Make sure that all of your quantitative variables have sensible minimum and maximum values as you’re cleaning.
Some binary variables are coded 1 and 2. Fix that in your work, ideally by using the real names and treating the variable as a factor, or by converting the 1-2 to a proper 1-0 indicator variable.
- Use the formula NEWVAR = 2 - OLDVAR to turn OLDVAR: 1 = Yes, 2 = No into NEWVAR: 1 = Yes, 0 = No.
- If you have OLDVAR: 1 = No, 2 = Yes, create a NEWVAR with 1 = Yes, 0 = No using NEWVAR = OLDVAR - 1.
In Study 1, filter to complete cases. In Study 2, You should only filter to complete cases on the outcome and key predictor in Study 2. Then, perform single (simple) imputation using the
mice
package for any variables that are neither your outcome or your key predictor in Study 2 with missing values.You are welcome to apply janitor::clean_names at the start or end of your cleaning, if you like. If you do decide to change the names as well (and that’s a good idea if a name is long or confusing, especially with NHANES), that’s great, but be sure to specify the original names as well in the codebook.
Please don’t include sanity checks in your report.
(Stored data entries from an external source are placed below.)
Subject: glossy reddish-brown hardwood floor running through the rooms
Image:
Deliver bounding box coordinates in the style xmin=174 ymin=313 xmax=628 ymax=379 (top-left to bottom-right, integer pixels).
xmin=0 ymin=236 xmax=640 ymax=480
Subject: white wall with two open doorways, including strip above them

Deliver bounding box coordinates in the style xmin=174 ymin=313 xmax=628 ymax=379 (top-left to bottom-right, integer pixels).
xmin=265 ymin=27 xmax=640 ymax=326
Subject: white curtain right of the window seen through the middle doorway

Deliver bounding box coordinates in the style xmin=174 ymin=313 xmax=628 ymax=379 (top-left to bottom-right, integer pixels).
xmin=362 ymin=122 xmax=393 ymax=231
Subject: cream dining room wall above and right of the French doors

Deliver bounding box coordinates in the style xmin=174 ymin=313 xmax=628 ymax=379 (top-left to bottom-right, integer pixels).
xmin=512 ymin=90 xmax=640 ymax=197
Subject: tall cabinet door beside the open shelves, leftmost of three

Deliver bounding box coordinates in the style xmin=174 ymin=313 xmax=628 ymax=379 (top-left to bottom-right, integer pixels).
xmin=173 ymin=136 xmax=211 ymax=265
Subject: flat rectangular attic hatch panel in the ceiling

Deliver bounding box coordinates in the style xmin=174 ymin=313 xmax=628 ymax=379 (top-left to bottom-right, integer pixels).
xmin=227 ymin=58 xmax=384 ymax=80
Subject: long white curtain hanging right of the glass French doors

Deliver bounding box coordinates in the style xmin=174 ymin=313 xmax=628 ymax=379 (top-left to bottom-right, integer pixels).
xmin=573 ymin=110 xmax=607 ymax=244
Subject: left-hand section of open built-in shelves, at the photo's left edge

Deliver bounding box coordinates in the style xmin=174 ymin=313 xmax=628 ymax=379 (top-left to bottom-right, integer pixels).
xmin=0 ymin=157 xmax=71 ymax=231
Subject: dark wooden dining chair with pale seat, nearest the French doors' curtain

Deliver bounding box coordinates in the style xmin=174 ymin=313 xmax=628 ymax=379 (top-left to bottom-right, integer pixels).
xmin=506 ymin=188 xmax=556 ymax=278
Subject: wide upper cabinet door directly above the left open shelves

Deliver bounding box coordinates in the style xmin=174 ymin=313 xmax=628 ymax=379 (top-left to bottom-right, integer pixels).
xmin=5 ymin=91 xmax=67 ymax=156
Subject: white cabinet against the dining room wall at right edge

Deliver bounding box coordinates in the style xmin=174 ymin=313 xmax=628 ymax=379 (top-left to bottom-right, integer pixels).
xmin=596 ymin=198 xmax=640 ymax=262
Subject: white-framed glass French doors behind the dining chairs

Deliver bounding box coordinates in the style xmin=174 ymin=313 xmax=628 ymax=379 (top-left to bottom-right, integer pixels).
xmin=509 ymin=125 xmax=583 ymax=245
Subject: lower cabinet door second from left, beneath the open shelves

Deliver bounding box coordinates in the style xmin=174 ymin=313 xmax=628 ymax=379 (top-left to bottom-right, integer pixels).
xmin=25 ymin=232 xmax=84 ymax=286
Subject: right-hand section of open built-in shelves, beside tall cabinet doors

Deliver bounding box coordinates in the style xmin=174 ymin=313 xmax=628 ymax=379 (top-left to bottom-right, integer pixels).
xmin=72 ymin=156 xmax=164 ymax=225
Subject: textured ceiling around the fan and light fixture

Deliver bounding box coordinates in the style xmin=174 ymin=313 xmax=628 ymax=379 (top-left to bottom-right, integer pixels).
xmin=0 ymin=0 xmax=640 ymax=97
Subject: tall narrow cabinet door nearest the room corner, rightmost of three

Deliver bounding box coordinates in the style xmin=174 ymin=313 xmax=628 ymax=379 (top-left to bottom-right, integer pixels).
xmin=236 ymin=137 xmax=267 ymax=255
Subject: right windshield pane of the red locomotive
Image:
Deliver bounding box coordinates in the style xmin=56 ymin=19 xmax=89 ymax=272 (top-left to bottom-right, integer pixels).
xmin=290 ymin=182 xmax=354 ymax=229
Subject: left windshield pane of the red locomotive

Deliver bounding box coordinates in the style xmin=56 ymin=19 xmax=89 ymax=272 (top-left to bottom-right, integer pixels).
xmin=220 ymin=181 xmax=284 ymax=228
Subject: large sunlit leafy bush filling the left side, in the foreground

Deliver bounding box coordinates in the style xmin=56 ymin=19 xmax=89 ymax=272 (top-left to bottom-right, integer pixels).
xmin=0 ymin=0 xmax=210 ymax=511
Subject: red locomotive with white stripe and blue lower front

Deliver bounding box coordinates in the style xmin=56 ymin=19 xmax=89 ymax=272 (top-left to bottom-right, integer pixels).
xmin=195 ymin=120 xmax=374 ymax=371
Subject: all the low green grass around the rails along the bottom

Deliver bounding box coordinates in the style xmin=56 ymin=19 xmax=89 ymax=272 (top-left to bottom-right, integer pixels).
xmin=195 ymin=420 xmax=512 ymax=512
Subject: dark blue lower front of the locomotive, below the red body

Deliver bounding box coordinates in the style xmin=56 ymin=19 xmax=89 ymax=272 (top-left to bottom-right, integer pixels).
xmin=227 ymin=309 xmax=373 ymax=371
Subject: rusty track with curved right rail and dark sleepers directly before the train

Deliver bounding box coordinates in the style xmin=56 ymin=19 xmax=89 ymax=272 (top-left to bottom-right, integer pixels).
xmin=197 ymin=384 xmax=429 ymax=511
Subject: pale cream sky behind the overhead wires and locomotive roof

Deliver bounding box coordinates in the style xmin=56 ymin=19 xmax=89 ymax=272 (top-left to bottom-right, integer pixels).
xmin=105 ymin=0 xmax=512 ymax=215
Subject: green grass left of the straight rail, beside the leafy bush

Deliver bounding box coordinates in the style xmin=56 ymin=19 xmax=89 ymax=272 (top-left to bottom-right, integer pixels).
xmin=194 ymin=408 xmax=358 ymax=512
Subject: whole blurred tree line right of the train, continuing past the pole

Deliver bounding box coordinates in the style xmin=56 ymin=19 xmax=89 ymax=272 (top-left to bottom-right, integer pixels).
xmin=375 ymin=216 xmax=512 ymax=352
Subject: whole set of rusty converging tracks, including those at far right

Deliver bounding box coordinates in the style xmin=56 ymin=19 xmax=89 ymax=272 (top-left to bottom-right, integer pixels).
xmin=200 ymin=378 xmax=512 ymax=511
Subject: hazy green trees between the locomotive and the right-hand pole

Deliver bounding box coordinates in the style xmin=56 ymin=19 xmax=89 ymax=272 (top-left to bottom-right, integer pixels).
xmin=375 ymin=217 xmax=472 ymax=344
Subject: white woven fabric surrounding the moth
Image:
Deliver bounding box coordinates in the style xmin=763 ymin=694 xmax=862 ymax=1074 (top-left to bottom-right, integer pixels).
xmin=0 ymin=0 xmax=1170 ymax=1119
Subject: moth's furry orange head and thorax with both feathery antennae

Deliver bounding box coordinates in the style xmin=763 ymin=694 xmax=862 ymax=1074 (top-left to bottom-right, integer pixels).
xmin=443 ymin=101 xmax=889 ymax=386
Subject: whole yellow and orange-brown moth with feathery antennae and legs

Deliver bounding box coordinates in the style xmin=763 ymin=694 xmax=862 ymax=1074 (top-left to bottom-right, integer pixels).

We’ll trust you have to have done that work on your own.
Again, if you have missing data, you will do different things in Study 1 and Study 2 about this.
- In Study 1, you should explicitly state that you are assuming that the “missing completely at random (MCAR)” mechanism for missing data, and then filter until you have only complete cases.
- In Study 2, you should explicitly state that you are assuming that “missing at random (MAR)” is the most appropriate missing data mechanism and then use single imputation for Study 2, with two exceptions: (1) I don’t want you to impute your outcome or key predictor, so you will need to filter to complete cases on those variables, and (2) you may decide to add on a multiple imputation summary of parameters for the final model if you choose, as we’ll discuss in Class 21.
To use data from NHANES (National Health and Nutrition Examination Survey).
- Please read the Data Requirements for Study 1 and Study 2 and Tips on Cleaning Your Data above, then read the additional details on what is required if you’re working with NHANES data here.
- Many people (in past years) have felt that using NHANES data was a little easier than using another data source. To encourage people to use data other than NHANES, there is a four-point bonus in the final project B grade available for all projects which use non-NHANES data.
To use data from a non-NHANES source that meets with Dr. Love’s approval.
- Please read the Data Requirements for Study 1 and Study 2 and Tips on Cleaning Your Data above, then read the additional details on what is required if you’re instead working with some other data source here.
- Again, to encourage people to use data other than NHANES, there is a four-point bonus available to all projects which use non-NHANES data.